Jusqu'à 2007, toute l'expansion s'est faite par croissance interne, simplement en construisant un satellite après l'autre, en les mettant en orbite, en établissant la base de l'entreprise, en trouvant des sources de revenus, ce genre de choses. Puis, en 2007, lorsque Bell Canada a vendu Télésat, l'une des entreprises qui ont fait notre acquisition — c'était Investissements PSP, la caisse de pension canadienne — et Loral...
Loral possédait un petit exploitant de services par satellite qui n'avait pas réellement de marché en Amérique du Nord. J'ai mentionné que deux de nos satellites ont été autorisés par la FCC, un au Brésil et l'autre aux Tonga. Ces deux satellites provenaient de Loral.
En 2007, nous avons acquis cette entreprise et nous l'avons intégrée à Télésat — puisque Télésat était plus grande — et du jour au lendemain, notre constellation de satellites a augmenté de 50 p. 100, tandis que la couverture géographique est passée de l'Amérique du Nord au monde entier.
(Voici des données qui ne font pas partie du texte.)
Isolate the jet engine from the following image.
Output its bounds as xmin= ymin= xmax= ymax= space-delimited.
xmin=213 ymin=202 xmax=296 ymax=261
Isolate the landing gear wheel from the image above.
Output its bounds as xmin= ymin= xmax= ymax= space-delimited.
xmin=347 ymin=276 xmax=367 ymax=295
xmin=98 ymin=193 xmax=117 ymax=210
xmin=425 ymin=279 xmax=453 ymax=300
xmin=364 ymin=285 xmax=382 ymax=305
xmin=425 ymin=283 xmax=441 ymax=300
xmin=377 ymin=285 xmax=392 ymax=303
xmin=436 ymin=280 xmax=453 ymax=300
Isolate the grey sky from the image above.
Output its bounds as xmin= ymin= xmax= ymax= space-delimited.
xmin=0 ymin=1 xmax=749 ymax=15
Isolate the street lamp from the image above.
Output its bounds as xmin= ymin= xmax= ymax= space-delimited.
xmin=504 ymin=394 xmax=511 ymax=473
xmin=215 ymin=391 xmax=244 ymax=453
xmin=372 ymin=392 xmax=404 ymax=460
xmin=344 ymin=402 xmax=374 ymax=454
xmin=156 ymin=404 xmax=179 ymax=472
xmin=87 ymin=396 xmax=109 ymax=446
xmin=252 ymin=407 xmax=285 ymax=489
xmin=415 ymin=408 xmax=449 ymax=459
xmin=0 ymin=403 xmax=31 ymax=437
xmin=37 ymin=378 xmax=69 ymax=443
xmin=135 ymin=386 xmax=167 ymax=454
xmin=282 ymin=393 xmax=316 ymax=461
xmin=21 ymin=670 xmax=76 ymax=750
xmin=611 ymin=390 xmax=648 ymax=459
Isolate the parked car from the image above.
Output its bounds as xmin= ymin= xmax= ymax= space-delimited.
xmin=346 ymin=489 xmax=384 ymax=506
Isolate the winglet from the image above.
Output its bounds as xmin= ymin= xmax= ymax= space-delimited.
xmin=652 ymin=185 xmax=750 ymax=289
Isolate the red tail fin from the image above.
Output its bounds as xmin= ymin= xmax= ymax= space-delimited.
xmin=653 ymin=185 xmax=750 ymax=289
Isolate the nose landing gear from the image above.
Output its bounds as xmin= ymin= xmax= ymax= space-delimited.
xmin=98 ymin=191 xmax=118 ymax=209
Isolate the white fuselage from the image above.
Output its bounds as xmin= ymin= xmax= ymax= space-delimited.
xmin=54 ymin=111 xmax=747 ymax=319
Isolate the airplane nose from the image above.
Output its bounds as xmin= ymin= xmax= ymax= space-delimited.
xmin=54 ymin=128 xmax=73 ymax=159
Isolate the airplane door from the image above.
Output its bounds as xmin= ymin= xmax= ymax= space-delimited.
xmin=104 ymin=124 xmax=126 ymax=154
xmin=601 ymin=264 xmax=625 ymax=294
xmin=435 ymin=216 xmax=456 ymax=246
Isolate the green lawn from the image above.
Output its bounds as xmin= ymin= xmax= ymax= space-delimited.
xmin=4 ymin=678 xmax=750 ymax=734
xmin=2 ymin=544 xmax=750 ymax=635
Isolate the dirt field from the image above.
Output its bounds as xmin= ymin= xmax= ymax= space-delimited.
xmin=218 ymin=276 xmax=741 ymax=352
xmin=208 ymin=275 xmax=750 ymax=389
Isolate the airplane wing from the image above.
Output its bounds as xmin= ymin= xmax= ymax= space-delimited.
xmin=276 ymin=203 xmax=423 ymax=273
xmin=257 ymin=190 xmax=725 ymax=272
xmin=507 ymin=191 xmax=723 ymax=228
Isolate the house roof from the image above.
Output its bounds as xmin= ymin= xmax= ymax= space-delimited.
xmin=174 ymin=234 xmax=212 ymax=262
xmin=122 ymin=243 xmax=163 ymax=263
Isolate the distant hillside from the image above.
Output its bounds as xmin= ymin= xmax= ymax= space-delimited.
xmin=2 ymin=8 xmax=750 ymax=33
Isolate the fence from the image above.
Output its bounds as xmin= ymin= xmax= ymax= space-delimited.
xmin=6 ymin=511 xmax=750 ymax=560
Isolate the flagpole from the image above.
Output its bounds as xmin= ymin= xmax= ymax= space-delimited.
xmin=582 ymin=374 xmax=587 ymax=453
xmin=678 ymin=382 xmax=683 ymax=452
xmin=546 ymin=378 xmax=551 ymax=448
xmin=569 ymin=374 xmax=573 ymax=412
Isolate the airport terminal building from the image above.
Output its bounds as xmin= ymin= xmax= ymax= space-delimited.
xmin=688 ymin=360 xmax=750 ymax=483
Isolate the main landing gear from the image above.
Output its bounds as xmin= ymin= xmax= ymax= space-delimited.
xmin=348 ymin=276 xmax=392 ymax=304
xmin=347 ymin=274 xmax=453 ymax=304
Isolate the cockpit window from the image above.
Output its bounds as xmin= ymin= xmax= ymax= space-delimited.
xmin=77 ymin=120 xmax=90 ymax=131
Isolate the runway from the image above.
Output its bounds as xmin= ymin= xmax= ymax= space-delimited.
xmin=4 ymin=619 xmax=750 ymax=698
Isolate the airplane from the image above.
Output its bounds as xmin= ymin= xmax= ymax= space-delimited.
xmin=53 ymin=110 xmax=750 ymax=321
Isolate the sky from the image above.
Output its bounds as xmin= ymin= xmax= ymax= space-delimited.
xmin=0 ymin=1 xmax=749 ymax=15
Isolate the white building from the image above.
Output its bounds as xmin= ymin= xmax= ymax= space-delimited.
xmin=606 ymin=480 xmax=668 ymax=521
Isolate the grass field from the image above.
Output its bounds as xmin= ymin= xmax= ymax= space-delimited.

Maintenant, notre couverture mondiale est inférieure; nous n'avons que quelques satellites qui desservent le marché outre-mer.
C'est donc ainsi que nous avons réussi à prendre l'expansion que nous connaissons aujourd'hui: d'abord par une forte croissance interne, et ensuite par la fusion avec Loral, qui nous a permis de nous hisser à une position mondiale beaucoup plus importante.
Depuis la fusion, nous avons lancé au moins quatre autres satellites. J'ai déjà mentionné que nous en avions deux autres en construction, et un troisième à venir. C'est donc une combinaison de ces deux facteurs.
Et j'ai l'intention d'aller plus loin, par la croissance interne, mais aussi par la croissance externe, qui doit venir la compléter et l'accélérer; c'est d'ailleurs dans ce domaine que les restrictions doivent être levées.